Linux 2.6 And Hyper-Threading

← Back to Stories (view on slashdot.org)

Linux 2.6 And Hyper-Threading

Posted by timothy on Monday February 23, 2004 @12:37PM from the bits-and-pieces dept.

David Peters writes "2CPU.com has posted an article on Hyper-Threading performance in Linux. They use Gentoo 1.4 and kernel 2.6.2 and run through several server-oriented benchmarks like Apache, MySQL and even Java server performance with Blackdown 1.4. The hardware they use in the tests is border-line ridiculous (3.2GHz Xeons, 3.2GHz P4 and P4 Prescott) and the results are actually quite interesting. It's a good read as he even takes the time to detail his system configuration all the way down to the CFLAGS used while compiling the software."

51 comments

License software based on # of CPUs by fredrikr · 2004-02-23 12:51 · Score: 2, Insightful

Has anybody run into a problem with Hyper-Threading and per-CPU licensing?
1. Re:License software based on # of CPUs by MerlynEmrys67 · 2004-02-23 12:57 · Score: 3, Interesting
  
  I haven't - but then I don't run Oracle and many of the "per CPU" server applications.
  I'm really waiting to see what these vendors will do when true Multicore CPUs are popular with the unwashed masses.
  Especially when there are 4-16 cores per CPU
  
  --
  I have mod points and I am not afraid to use them
2. Re:License software based on # of CPUs by Anonymous Coward · 2004-02-23 13:14 · Score: 2, Informative
  
  This is, I think, going to be more of a problem in the Windows world than the Linux world.
  
  There should only be the problem of under-utilization if the software doesn't support multiple processors.
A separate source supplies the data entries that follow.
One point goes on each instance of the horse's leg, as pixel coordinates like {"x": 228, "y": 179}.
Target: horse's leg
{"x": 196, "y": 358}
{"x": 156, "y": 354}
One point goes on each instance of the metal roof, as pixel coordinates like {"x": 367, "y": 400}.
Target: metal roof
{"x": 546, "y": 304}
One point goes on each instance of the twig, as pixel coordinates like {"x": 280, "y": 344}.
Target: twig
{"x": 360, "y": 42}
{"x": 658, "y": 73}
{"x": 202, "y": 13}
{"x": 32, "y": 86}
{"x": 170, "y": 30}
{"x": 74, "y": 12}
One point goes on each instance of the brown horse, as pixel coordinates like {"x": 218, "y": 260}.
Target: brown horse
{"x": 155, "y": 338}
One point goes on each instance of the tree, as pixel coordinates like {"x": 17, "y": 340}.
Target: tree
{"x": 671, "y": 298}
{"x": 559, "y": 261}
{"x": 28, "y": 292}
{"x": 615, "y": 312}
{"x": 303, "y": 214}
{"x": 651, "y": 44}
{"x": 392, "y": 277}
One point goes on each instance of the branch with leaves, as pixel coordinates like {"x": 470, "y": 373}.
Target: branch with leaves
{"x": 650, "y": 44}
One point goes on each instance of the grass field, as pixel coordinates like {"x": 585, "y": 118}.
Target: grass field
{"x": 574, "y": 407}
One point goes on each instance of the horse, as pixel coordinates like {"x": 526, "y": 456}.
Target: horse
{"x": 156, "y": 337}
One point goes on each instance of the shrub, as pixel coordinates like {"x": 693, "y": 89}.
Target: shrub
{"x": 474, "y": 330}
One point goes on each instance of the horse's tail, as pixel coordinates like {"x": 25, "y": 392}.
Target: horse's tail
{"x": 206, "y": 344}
The software should not (if it's correctly designed) cease to function if it suddenly detects more than the number of processors it's licenced for - it should simply run on however many processors it was expecting.
  
  A possible work-around (if there is some multithreaded software that fails in a multiprocessor environment) in Windows NT / 2000 & XP Pro you can set a CPU affinity mask (either manually through task manager or if you launch the process through a particular API call). This is a 32-bit wide bitfield that indicates which CPUs the task is permitted to access (bit 0 = cpu 0, bit 1 = cpu 1, etc).
  
  Windows XP Home would be the most likely problem that anyone runs into as it only has single processor support. But it should still work. And nobody except mom & dad should be running XP Home anyway.
  
  FYI, Windows 2000 Pro supports 2 processors and works well with the hyperthreaded CPUs straight out of the box with no problem (this is what I'm running on the machine I'm typing on). However - if the number of CPUs changes (say, swapping out a single threaded CPU for a hyperthreading one), I believe you need to reinstall the operating system (because you'll otherwise be running the single-CPU kernel files).
3. Re:License software based on # of CPUs by saden1 · 2004-02-23 13:27 · Score: 2, Insightful
  
  If it is on one chip, it is one CPU. I'll be damned If I'm going to pay more.
  
  --
  
  -----
  One is born into aristocracy, but mediocrity can only be achieved through hard work.
4. Re:License software based on # of CPUs by kayen_telva · 2004-02-23 13:38 · Score: 5, Informative
  
  actually, Intel recommends against using HyperThreading with Win2K (all flavors)
  
  Intel.com
  
  it will run but performance sucks
5. Re:License software based on # of CPUs by Anonymous Coward · 2004-02-23 14:35 · Score: 0
  
  > However - if the number of CPUs changes, I believe you need to reinstall the operating system
  
  No, on any sort of modern motherboard you can do it right from the device manager. See Q234558.
6. Re:License software based on # of CPUs by dJCL · 2004-02-24 03:35 · Score: 1
  
  Well, even thou it's modded troll...
  
  Sure it's got problems, but that's where my paycheque comes from. I'd rather support linux.
  
  And I made the comment to highlight that windows sees it as two logical processors, not one.
  
  --
  On Arrakis: early worm gets the bird. Magister mundi sum!
7. Re:License software based on # of CPUs by KarmaPolice · 2004-02-24 07:23 · Score: 1
  
  Has anybody run into a problem with Hyper-Threading and per-CPU licensing?
  Are you talking about SCO?
8. Re:License software based on # of CPUs by Anonymous Coward · 2004-02-24 07:27 · Score: 0
  
  ..people actually use licenses? Wow.
  
  Anyway, just put in 2 CPU if it bitches/complains. If anyone audits you, you'll be good. If they don't already know, explain to them what hyperthreading is and that it's ONE CPU.
Says who? by Anonymous Coward · 2004-02-23 12:51 · Score: 5, Interesting

The hardware they use in the tests is border-line ridiculous

I'm typing this on a 3.0 GHz Pentium 4 that has hyperthreading. The entire system cost me $1200 to build just before Christmas - including 1GB of RAM, a Radeon 9800 Pro video card and a 120GB SATA hard drive. Dell and IBM sell 3GHz notebooks now for a similar price.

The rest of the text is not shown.